Unless defined otherwise, all technical and scientific terms used herein have the same meaning as commonly understood by those skilled in the art to which this disclosure pertains. Although any methods and materials similar or equivalent to those described herein can be used in the practice for testing of the disclosure(s), specific examples of appropriate materials and methods are described herein. The examples set forth above are provided to give those of ordinarily skilled in the art a complete description of how to make and use the embodiments of the compositions or specific constituents, methods of practice, and are not intended to limit the scope of what the inventors regard as their invention. Modifications of the above-described modes for carrying out the invention that is obvious to persons skilled in the art are intended to be within the scope of the following claims. All patents and publications mentioned in the specification are indicative of the levels of skill of those skilled in the art to which the disclosure pertains.

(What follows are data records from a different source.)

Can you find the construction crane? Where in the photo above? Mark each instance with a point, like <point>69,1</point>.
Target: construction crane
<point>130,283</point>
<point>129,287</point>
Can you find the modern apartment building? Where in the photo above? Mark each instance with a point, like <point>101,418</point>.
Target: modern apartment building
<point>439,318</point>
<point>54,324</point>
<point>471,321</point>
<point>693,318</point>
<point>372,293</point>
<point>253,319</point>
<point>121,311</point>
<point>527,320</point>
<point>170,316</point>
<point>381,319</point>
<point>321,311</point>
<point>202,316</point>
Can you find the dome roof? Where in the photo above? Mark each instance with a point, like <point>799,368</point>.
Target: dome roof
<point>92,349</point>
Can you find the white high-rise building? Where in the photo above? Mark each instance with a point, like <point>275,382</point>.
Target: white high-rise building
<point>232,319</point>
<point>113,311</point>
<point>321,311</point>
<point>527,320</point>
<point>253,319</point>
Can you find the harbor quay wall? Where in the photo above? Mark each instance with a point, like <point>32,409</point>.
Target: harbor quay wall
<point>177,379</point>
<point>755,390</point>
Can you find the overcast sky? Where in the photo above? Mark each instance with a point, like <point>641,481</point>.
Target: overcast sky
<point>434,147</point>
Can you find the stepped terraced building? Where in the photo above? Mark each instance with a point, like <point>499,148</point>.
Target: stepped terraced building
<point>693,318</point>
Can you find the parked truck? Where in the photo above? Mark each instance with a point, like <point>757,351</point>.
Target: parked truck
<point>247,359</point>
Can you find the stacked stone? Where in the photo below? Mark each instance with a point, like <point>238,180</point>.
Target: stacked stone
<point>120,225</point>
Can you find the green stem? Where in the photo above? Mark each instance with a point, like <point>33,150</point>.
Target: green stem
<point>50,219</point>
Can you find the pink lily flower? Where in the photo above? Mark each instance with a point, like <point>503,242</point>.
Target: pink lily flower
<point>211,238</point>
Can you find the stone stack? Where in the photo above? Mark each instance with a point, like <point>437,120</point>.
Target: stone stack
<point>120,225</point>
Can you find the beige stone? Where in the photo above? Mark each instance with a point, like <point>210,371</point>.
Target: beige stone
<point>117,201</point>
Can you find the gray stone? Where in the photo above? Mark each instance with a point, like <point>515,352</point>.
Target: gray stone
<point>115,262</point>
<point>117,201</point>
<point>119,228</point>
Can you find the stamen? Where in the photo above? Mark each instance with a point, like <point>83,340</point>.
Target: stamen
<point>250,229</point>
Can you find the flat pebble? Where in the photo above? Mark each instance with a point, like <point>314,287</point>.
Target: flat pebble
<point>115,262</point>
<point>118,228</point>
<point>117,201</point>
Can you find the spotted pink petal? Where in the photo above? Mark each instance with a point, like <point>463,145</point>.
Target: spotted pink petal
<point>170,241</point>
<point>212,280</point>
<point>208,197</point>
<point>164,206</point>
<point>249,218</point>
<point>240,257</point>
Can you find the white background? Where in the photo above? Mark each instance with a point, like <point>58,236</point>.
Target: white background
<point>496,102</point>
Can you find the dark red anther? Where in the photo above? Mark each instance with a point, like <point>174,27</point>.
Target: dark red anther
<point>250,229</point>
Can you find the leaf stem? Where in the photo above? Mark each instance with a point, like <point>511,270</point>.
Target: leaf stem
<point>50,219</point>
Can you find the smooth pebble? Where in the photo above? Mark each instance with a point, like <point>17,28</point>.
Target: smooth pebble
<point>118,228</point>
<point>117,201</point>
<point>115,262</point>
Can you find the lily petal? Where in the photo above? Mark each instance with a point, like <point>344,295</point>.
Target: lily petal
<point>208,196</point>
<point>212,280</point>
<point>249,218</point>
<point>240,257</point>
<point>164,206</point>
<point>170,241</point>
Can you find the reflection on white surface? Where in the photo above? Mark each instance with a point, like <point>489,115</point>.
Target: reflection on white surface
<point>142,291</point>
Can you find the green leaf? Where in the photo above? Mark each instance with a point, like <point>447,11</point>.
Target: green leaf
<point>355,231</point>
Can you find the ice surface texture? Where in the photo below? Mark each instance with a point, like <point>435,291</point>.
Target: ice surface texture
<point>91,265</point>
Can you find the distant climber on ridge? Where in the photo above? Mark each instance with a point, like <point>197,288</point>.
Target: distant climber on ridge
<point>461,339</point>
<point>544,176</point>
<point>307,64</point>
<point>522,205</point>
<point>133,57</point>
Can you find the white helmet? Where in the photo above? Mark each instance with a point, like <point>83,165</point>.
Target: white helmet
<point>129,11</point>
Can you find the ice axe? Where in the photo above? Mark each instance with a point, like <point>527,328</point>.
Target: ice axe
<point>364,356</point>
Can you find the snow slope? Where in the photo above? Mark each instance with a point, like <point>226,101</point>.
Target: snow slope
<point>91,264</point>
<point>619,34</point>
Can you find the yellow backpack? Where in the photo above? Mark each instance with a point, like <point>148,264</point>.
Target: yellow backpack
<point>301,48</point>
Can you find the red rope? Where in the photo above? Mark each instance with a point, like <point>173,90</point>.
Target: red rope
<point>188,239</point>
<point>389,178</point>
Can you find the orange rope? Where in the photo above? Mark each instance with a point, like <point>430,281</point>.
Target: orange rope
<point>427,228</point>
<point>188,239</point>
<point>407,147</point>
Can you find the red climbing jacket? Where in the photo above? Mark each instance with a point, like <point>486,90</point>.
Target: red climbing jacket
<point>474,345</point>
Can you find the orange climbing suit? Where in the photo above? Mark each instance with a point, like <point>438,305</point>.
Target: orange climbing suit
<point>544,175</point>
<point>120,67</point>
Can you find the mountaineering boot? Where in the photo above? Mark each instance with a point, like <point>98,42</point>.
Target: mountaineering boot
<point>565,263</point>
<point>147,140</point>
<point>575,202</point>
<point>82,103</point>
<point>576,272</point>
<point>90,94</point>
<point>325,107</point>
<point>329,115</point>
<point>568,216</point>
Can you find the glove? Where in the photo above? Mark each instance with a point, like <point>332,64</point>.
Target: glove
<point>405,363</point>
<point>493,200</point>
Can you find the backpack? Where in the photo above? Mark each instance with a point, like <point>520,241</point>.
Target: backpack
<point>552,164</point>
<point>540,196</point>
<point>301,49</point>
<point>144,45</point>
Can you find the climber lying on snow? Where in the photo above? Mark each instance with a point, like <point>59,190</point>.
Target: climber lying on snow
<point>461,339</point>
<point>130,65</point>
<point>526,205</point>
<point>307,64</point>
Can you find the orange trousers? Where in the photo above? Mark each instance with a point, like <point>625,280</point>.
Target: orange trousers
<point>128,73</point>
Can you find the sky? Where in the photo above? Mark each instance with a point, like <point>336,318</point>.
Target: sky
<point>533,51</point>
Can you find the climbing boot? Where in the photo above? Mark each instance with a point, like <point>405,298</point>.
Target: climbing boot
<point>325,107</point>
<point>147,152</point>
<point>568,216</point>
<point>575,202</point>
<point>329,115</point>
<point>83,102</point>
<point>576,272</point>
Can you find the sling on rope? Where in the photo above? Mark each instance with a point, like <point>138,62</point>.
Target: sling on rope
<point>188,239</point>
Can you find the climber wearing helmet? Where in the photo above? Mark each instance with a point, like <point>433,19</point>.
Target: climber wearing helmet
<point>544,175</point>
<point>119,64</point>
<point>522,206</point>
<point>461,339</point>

While specific embodiments of the present invention are explicitly disclosed herein, the above specification and examples herein are illustrative and not restrictive. It will be understood that various modifications may be made without departing from the spirit and scope of the invention. Many variations of the disclosure will become apparent to those skilled in the art upon review of this specification and the embodiments below. The full scope of the invention should be determined by reference to the embodiments, along with their full scope of equivalents and the specification, along with such variations. Accordingly, other embodiments are within the scope of the following claims. ,CLAIMS:CLAIMS:
We Claim:
A synergistic fungicidal composition comprising:
at least one triazole fungicide;
at least one strobilurin fungicide;
at least one dithiocarbamate fungicide; and
at least one agriculturally acceptable excipient.
The composition as claimed in claim 1, wherein the triazole fungicide is myclobutanil, the strobilurin fungicide is azoxystrobin and dithiocarbamate fungicide is mancozeb.
The composition as claimed in preceding claims, wherein myclobutanil, azoxystrobin and mancozeb are present in the weight ratio of (1-10): (1-10): (1-80).
The composition as claimed in claim 1, agriculturally acceptable excipient selected from wetting agent, stabilizer, anticaking agent, dispersing agents, and/or adjuvants.
The synergistic fungicidal composition as claimed in preceding claims, wherein the formulation is suspension concentrate (SC).
The composition as claimed in preceding claims, wherein the composition control ascomycota, deuteromycota, basidiomycota and oomycota on a wide variety of crops selected rice, wheat, fruits, roots, tubers, vegetables, maize, grains, sugarcane, cereals, and field crops.
The composition as claimed in preceding claims, wherein the composition is applied at different stages of crops for preventive, curative and systemic activity by conventional spraying methods over the target areas of crops.